In Malaysia, the culture demands a long and courteous conversation between a host and his guest. Hours passed before I could hunt out the source of the aroma. All four burners on a stove held simmering pots. A kerosene stove on the adjacent porch held two more. Three pots contained rice; curries bubbled in others, judging by the scent and the vivid yellow turmeric. I asked our hostess (who supervised a cook): Why three rice pots?

"We always cook three pots of rice, at least once a day," she said. "One for ourselves, that's the white rice; one for our servants, which is brown rice; and a smaller pot for the cats and dogs, that's a lower-grade brown rice. Any leftover vegetables or scraps of meat are thrown into the pet-food pot."

As if on cue, a small herd of cats and dogs arrived. Their stew disappeared in seconds.

It's hard to imagine another food item more versatile than rice. This starchy food can be used at any meal – be it a side dish, a salad, an entrée, a dessert, or even hors d'oeuvres – and costs less than 5 cents a serving. It's a food item worth knowing well.

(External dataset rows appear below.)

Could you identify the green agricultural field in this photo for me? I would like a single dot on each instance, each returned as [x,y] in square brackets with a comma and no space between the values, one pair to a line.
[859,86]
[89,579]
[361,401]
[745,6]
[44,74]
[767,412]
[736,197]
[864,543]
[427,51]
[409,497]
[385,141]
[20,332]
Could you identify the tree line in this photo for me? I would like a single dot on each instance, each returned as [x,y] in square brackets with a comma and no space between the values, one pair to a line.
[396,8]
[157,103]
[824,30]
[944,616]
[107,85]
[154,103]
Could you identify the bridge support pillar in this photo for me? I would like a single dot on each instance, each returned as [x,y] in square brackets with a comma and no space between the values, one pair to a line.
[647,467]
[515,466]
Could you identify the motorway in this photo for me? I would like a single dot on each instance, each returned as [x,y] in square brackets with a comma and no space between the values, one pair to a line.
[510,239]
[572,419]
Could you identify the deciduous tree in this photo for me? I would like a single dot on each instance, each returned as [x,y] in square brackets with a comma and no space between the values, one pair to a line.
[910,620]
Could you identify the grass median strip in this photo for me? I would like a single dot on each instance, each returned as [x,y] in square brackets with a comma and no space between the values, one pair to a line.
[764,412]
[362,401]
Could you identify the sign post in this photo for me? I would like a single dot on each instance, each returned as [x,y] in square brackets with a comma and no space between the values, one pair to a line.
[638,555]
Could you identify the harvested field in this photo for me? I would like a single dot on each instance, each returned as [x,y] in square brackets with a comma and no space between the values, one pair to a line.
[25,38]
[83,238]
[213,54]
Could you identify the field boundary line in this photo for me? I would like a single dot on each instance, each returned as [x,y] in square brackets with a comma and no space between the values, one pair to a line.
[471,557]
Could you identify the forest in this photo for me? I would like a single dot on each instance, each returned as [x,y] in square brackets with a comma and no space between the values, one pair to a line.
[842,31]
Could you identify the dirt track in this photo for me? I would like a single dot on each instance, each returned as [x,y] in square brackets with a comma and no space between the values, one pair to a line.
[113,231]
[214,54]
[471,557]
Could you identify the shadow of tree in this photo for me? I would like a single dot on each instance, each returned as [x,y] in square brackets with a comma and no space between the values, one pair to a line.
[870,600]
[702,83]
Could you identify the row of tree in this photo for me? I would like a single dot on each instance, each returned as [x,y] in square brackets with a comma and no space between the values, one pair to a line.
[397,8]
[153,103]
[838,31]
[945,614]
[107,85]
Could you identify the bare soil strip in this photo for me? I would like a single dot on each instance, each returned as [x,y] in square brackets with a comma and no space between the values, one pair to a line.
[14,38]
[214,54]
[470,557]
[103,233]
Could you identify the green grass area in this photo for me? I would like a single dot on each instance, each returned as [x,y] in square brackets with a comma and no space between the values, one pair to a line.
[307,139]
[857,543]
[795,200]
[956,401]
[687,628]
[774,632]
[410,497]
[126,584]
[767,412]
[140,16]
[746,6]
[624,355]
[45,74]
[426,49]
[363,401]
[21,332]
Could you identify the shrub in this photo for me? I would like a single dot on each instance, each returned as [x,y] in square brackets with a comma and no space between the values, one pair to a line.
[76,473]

Rice, just like wheat, is a grass. Both are easy to grow and are the two cheapest foods on earth. They are also the staple foods of the world. Rice was among the first cultivated American food plants on the wetlands near Charleston, S.C., in 1694. Rice farming spread throughout the southeastern states during the next two centuries and reached California in 1912. Rice thrived in the American West, and northern California is now one of the best and highest yielding rice-growing regions in the world.

As a side starch dish, rice is valued for its sauce-absorbing quality, rather than its nutrition. Brown rice, which includes the bran and the germ of the rice grain, is slightly higher in nutritional value and more flavorful.

All good cooks should have the three basic types of rice on their shelves: white long-grain, white short-grain, and brown long-grain rice. Aromatic rices include jasmine and basmati, and some insist on Italian short-grain arborio rice for risotto. When you prepare rice dessert dishes, short-grain sweet rice is your choice.

There are two ways to cook rice. You can cook it like pasta – in plenty of boiling, salted water until tender; drain, and serve. Or you can used the absorption method: steaming rice in precisely measured amounts of salted water. By the time the rice is tender, it has absorbed all the water and is ready to serve. It also retains all of its nutrients.

When cooking with the absorption method, use a fairly tall pot so the escaping starchy water won't run all over your stove top. To cook 1 cup of raw rice, serving three to four, start with 1-1/2 cups water and 1/4 teaspoon salt. For each additional cup of rice, add 1-1/4 cups water and 1/4 teaspoon salt.

Bring the water and salt to boil. Stir in the rice and when the water is simmering, reduce heat to low and cover with a lid, but leave a small crack for air. Set the timer to 15 minutes for white rice, 40 minutes for brown rice. Check for tenderness and, when done, cover competely and set aside for five minutes, then serve. Be careful not to stir the rice while it is cooking, since this releases starch and makes the rice sticky. Adding a little butter or oil to rice after cooking also keeps the grains from sticking.

Learn a good rice-cooking technique, practice it regularly, and you'll invariably end up with fluffy, perfectly cooked rice grains every time.